M. Eric Roux. - Pas forcément. Par exemple, comme je vous le disais, la manière la plus simple de progresser, sur ce que nous appelons le pont vers la liberté spirituelle totale, c'est de vous-même vous former, en tant qu'auditeur, et en tant que ministre du culte. Ensuite avec quelqu'un, qui fait la même formation que vous, vous faites ce que l'on appelle de la co-audition : c'est complètement gratuit, et vous progressez en utilisant l'électromètre. Vous aidez l'autre ; l'autre vous aide. Cela se fait à deux. Ce n'est donc pas payant à chaque fois.

M. Alain Milon , président . - Vous nous avez reproché de ne pas avoir fait cette audition en public. Or vous n'aviez pas besoin de nous pour diffuser vos messages : vous avez procédé à votre propre audition à l'Hôtel Lutetia tout à l'heure.

M. Eric Roux. - J'ai fait ce que j'ai pu.


* 1 La DGCN a souhaité apporter la précision suivante : ce réseau compte 350 enquêteurs spécialisés.
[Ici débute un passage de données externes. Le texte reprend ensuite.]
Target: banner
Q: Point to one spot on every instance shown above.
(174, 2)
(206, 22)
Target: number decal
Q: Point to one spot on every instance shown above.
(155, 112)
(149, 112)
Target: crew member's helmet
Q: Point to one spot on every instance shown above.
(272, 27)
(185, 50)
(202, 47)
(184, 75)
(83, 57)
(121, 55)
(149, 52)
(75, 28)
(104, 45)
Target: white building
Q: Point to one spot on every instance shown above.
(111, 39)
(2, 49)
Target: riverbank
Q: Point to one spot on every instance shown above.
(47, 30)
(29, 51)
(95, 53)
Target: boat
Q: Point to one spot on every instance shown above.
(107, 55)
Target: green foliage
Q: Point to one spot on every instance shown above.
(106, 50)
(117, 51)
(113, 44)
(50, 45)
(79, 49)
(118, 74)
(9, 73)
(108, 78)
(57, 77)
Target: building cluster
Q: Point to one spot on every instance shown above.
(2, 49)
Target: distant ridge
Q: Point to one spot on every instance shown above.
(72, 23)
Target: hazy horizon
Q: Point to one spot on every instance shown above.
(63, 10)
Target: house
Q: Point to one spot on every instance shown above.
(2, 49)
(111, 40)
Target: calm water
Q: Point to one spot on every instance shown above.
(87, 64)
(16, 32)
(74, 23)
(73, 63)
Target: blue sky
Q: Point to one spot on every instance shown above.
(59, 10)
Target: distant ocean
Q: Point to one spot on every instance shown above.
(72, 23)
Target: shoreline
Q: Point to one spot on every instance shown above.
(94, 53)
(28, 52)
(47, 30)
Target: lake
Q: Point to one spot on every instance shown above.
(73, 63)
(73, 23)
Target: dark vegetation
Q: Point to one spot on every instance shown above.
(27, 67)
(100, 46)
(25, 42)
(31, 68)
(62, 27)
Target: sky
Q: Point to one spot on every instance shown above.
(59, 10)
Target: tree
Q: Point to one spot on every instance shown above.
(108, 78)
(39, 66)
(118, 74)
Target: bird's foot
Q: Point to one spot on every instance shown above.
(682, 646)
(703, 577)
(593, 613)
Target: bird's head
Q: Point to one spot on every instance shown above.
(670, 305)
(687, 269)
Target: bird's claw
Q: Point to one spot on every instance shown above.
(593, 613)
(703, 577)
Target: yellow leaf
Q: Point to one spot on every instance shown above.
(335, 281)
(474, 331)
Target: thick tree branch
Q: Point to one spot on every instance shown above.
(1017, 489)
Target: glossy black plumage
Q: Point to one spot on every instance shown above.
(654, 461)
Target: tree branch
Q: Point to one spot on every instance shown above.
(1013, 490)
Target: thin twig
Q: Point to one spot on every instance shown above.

* 2 Selon les informations transmises par la suite à la commission d'enquête par la DGDDI, une rencontre s'est tenue depuis cette audition entre la Miviludes, la Direction du renseignement douanier (DRD) et le Service nationale de douane judiciaire.

* 3 Les parents étaient végétaliens.

* 4 M. Malbreil présente à la commission pendant son exposé introductif un document power point.

* 5 Rectification matérielle de l'orateur : entre 1990 et 2000.

* 6 Heures de face à face pédagogique.

* 7 Le président de la Fédération française des kinésiologues spécialisés a par la suite souhaité rectifier ce chiffre : le nombre de professionnels inscrits est de 347.

* 8 Magazine scientologue Certainty , Volume 8, numéro 4, 1961.